I have devices operating from 2S Li-ion battery (max 8.4V). They consist of 2 PCBs - the first one contains a 3.3V voltage regulator and an ATmega1284P, while the second one has MDBT50Q-U1MV2(nRF52840 based module) on board.
The two PCBs are connected with an 8-pin Pico-Clasp 10cm wire which, among other signals, carries 3.3V, GND, and UART (TX, RX) lines. This is a simplified, stripped-down schematic.
During normal operation, the nRF module requests a custom status packet over UART (baud rate 57600) every 5 seconds, and the ATmega replies back. Recently, I started experiencing weird issues on some devices where the UART communication stops and does not recover even after device reboot. The firmware on both microcontrollers runs fine without crashing.
Inspecting the UART lines using an oscilloscope revealed the packets from nRF52840 are still going through, but the logic high voltage level is very small (far from 3.3V). Resistance measurement showed that both GPIOs used for TX and RX on the nRF52840 side have decreased resistance to GND (200ohm instead of 2.5M measured on other devices). To eliminate potential short somewhere in the module, I opened the module, desoldered the nRF IC, and measured with the same result, so the short is in the silicon. The ATmega doesn't have problems and works fine with a different nRF module.
This sounds to me like a prime example of the internal clamp diodes being fried by ESD, however:
- the device is encapsulated in an enclosure, so no GPIOs are accessible from outside
- it's always only the two (RX and TX) pins on the nRF side that are showing this issue
- every device is fully checked for several days after being assembled and works fine - the problems arise later, while in the enclosure
My questions are:
- The enclosure is made of the SLS 3D printed nylon. Could it generate enough static electricity during movement to cause something like this? The devices are experiencing a lot of mechanical movement (repetitive shaking).
- Since it's always the UART pins, could it be the ATmega1284P outputting something destructive? It is 5V tolerant but runs on 3.3V so I wouldn't assume it ever exceeds it.
- Could any dangerous voltage spikes be induced in the 10cm long wire during rapid movements (e.g. Eddy currents), or impedance mismatch / reflections due to high speed signal and long wires?
- The UART lines are connected directly. Would it make sense to include an external ESD protection such as steering Schottky diodes + TVS (e.g., SRDA3.3), maybe series resistor to limit the current. Or even small mosfets, as used in level shifters, just to isolate the domains?

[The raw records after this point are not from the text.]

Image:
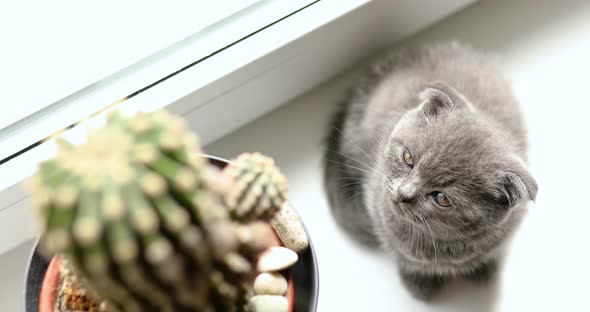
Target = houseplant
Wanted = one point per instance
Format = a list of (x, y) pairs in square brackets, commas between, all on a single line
[(147, 223)]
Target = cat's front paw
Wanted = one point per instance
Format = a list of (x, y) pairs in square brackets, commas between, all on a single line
[(423, 287)]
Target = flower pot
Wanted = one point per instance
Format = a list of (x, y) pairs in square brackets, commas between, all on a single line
[(42, 277)]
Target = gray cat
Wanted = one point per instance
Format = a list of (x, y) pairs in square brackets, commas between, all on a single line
[(428, 161)]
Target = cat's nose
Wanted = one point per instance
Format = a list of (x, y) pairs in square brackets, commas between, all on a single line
[(406, 194)]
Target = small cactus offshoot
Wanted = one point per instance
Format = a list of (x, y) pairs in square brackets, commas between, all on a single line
[(260, 187), (136, 211)]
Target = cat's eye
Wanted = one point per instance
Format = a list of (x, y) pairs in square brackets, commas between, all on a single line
[(408, 159), (441, 199)]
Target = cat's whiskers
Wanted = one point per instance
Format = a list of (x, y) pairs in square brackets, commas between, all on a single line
[(350, 158), (350, 166)]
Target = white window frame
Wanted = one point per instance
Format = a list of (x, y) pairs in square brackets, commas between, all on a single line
[(246, 80)]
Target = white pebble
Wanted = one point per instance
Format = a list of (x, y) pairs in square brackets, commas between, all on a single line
[(270, 284), (276, 259), (268, 303), (289, 228)]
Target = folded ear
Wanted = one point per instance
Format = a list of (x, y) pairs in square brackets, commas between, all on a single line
[(516, 185), (438, 97)]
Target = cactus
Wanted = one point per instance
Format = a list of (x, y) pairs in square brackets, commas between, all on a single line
[(260, 187), (137, 211)]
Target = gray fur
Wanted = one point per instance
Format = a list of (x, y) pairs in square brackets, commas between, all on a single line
[(457, 116)]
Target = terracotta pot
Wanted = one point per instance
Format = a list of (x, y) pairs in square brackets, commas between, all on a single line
[(303, 280)]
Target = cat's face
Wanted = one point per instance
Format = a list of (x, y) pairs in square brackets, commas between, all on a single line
[(449, 170)]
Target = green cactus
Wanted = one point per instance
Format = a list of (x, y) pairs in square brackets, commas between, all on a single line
[(137, 211), (260, 187)]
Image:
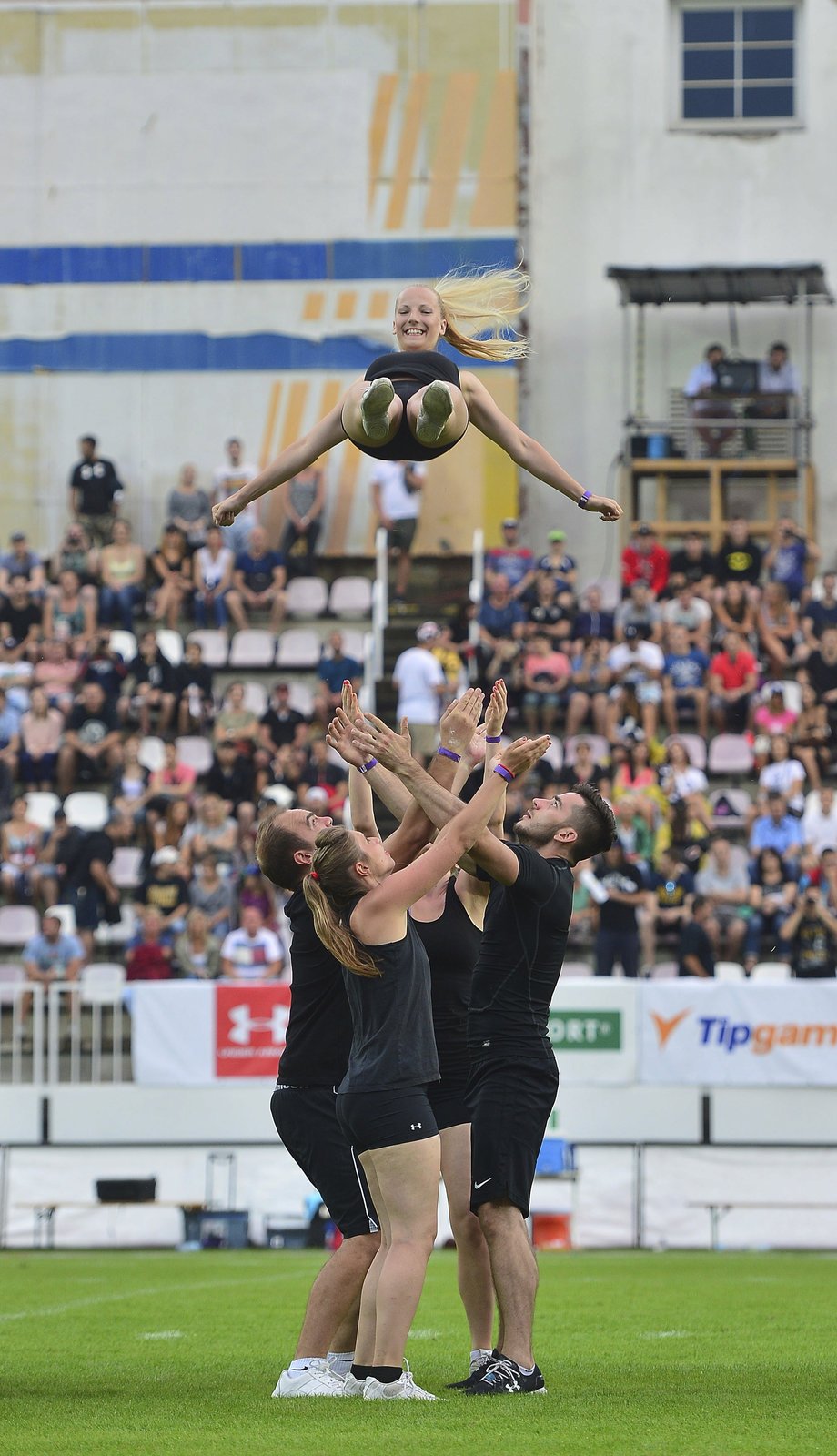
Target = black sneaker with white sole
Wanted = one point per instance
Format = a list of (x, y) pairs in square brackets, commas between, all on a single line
[(506, 1378)]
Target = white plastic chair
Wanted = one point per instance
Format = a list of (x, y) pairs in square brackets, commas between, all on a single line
[(351, 597), (298, 647), (101, 983), (306, 597), (87, 808), (771, 972), (18, 925), (171, 645), (255, 647), (41, 807), (213, 644)]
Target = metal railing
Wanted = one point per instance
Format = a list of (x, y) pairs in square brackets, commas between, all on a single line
[(65, 1033)]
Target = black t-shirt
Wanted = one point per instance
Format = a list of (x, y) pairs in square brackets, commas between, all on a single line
[(520, 960), (92, 727), (319, 1031), (695, 941), (96, 484), (22, 619), (740, 562), (281, 727), (684, 565), (613, 915)]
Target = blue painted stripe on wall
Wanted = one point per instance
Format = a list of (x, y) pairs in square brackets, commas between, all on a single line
[(252, 262), (189, 353)]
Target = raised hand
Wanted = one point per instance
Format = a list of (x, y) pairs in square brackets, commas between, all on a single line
[(378, 742), (459, 721), (521, 754), (497, 710)]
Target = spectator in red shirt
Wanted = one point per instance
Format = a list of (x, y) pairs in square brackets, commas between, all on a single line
[(150, 960), (645, 560), (732, 679)]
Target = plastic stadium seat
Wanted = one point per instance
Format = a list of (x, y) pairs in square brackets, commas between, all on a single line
[(771, 972), (18, 925), (87, 808), (127, 866), (41, 807), (298, 647), (152, 754), (252, 648), (171, 645), (196, 753), (599, 747), (695, 747), (101, 983), (66, 915), (213, 644), (730, 972), (306, 597), (124, 644), (730, 753), (351, 597)]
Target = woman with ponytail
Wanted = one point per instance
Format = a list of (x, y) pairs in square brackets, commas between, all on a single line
[(415, 405), (360, 909)]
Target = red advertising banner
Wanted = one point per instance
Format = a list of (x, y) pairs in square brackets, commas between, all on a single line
[(251, 1026)]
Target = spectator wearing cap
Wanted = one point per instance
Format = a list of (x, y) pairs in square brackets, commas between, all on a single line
[(397, 497), (511, 561), (693, 565), (421, 686), (95, 490), (166, 890), (645, 560), (24, 562)]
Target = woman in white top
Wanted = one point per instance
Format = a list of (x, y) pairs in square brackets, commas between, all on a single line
[(213, 579)]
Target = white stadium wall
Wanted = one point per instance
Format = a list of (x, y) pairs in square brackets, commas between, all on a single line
[(613, 181)]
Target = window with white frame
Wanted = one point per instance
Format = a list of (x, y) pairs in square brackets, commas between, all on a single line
[(739, 65)]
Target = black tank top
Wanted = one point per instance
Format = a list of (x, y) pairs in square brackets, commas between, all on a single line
[(319, 1031), (451, 944), (411, 371), (392, 1016)]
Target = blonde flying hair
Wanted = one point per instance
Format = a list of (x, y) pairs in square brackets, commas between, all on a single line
[(484, 302), (328, 890)]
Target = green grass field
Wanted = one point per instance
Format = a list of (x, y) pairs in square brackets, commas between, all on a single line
[(674, 1354)]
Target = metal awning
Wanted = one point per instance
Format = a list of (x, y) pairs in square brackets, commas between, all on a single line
[(722, 283)]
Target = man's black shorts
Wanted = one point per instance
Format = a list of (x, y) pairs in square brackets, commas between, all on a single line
[(308, 1125), (386, 1118), (509, 1104)]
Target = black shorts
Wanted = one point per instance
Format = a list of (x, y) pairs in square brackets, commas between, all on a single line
[(308, 1125), (509, 1104), (386, 1118)]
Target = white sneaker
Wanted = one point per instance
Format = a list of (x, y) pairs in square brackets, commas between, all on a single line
[(353, 1385), (317, 1380), (400, 1390)]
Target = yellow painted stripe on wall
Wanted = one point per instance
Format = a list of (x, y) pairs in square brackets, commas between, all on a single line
[(412, 123), (495, 201), (380, 126), (450, 147)]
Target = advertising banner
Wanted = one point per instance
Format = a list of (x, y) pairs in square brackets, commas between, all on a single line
[(734, 1034)]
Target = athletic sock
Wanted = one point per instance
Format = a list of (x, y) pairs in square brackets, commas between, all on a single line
[(341, 1363), (388, 1375)]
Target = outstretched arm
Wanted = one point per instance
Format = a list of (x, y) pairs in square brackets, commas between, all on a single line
[(298, 456), (526, 451)]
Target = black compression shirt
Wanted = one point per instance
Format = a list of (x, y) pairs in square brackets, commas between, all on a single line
[(520, 961), (451, 943), (320, 1026), (392, 1018)]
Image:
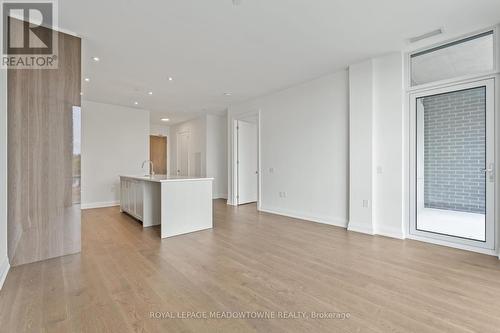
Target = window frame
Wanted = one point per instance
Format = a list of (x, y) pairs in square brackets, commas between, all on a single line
[(463, 78)]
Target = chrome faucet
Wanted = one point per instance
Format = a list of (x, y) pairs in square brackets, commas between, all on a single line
[(151, 167)]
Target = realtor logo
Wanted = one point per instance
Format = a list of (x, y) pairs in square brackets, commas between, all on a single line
[(28, 38)]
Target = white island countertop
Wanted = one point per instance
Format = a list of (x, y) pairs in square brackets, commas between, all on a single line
[(179, 204), (165, 178)]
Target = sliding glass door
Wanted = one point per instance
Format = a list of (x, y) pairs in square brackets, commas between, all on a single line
[(452, 159)]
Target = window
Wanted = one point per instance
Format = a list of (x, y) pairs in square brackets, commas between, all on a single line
[(473, 55)]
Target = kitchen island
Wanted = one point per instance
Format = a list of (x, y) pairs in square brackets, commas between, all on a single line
[(179, 204)]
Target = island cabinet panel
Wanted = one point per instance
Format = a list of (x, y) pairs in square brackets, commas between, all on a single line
[(44, 158), (132, 196)]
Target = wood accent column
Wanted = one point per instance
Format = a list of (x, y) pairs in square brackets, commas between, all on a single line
[(43, 204)]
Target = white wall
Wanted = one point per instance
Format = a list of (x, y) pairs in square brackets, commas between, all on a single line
[(304, 149), (208, 138), (217, 154), (360, 148), (159, 130), (388, 145), (4, 260), (376, 146), (197, 144), (115, 141)]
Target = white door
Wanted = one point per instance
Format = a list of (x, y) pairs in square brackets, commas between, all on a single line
[(183, 154), (247, 162), (452, 157)]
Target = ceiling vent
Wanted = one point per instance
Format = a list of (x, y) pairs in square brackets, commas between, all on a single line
[(426, 35)]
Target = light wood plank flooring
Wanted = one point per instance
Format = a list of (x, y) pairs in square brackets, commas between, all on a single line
[(250, 262)]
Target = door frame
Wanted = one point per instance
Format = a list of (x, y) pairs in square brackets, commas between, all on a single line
[(234, 156), (490, 246), (177, 153), (166, 150)]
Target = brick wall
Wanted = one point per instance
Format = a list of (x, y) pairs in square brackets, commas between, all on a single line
[(454, 150)]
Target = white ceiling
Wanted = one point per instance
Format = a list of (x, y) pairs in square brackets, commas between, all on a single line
[(210, 46)]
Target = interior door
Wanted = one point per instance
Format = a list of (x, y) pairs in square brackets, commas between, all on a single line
[(158, 153), (183, 154), (247, 162), (453, 159)]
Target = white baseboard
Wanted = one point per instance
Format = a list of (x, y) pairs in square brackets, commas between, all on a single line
[(4, 269), (390, 232), (338, 222), (364, 228), (100, 204)]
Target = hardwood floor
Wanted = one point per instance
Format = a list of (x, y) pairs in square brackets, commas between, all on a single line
[(250, 262)]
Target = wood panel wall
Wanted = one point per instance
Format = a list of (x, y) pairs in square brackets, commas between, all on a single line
[(43, 222)]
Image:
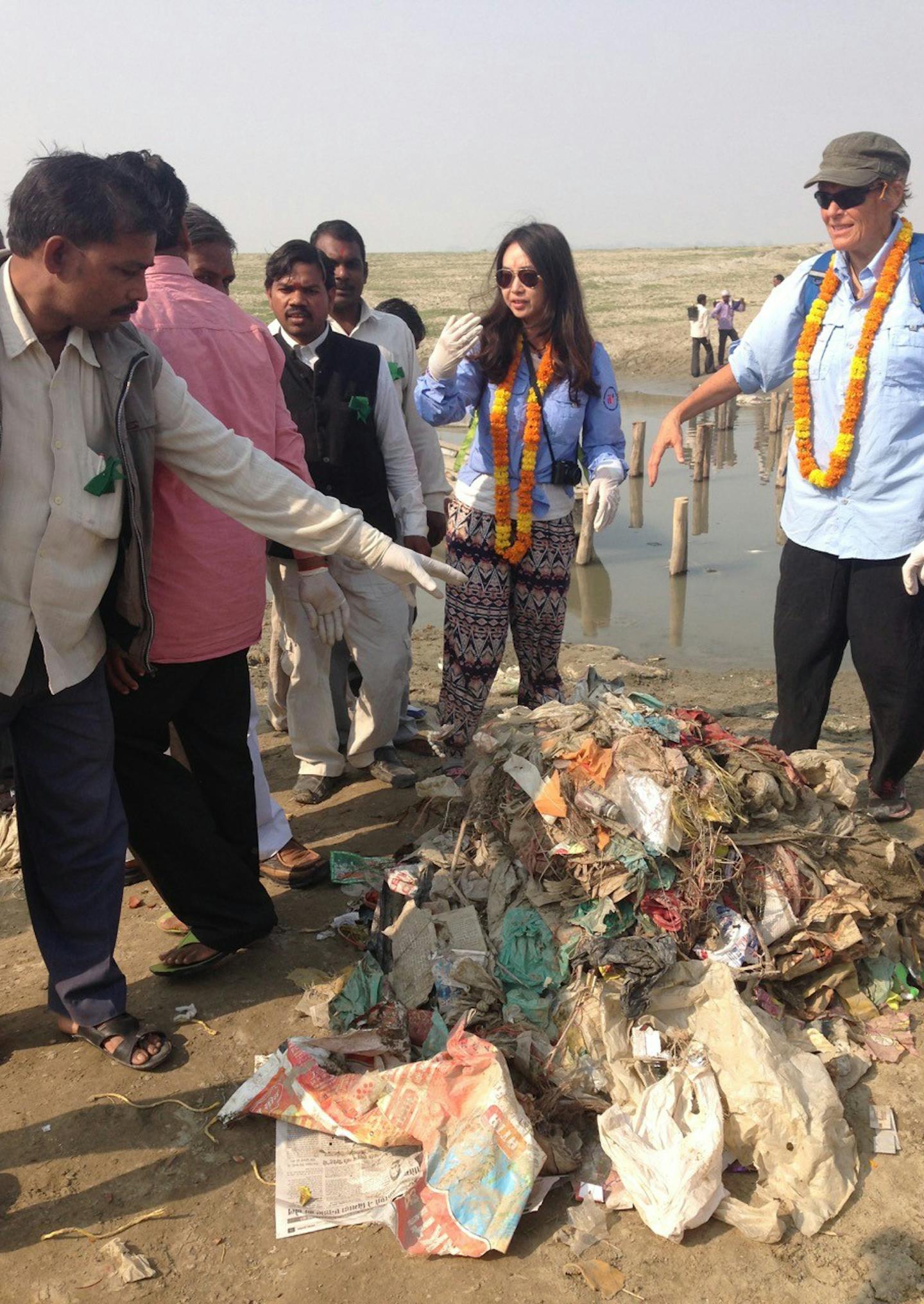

What configuration would you recommend, and on which of the PCBs?
I would be really helpful if you could help me figure out what could be causing this issue.
Thank you for your replies.
Just to clarify a few points:
- The cable is never hot-plugged. Once the device is assembled, it stays connected.
- As I mentioned, I have provided a simplified, stripped-down schematic, which only includes the shared connections. In reality, the ATmega PCB also contains motor drivers, push-button controller, high-side switch mosfet with voltage divider to sense the battery, buzzer, etc. The nRF board has I2C sensors, IMU, external flash, and one section of the PCB has an analog front-end IC (with separate, filtered 3.3V).
I am attaching a layout views for both PCBs.
- I have noticed that the 8.4V domain runs on the In2.Cu layer around the vias with the UART lines. Is it possible that a momentary short occurs between them, so the nRF (abs. max 3.6V) fries, while the ATmega (abs. max 6V) survives?
- I have quite a few test/programming pads on the PCB. Can these serve as ESD pickup points even when the device is fully enclosed?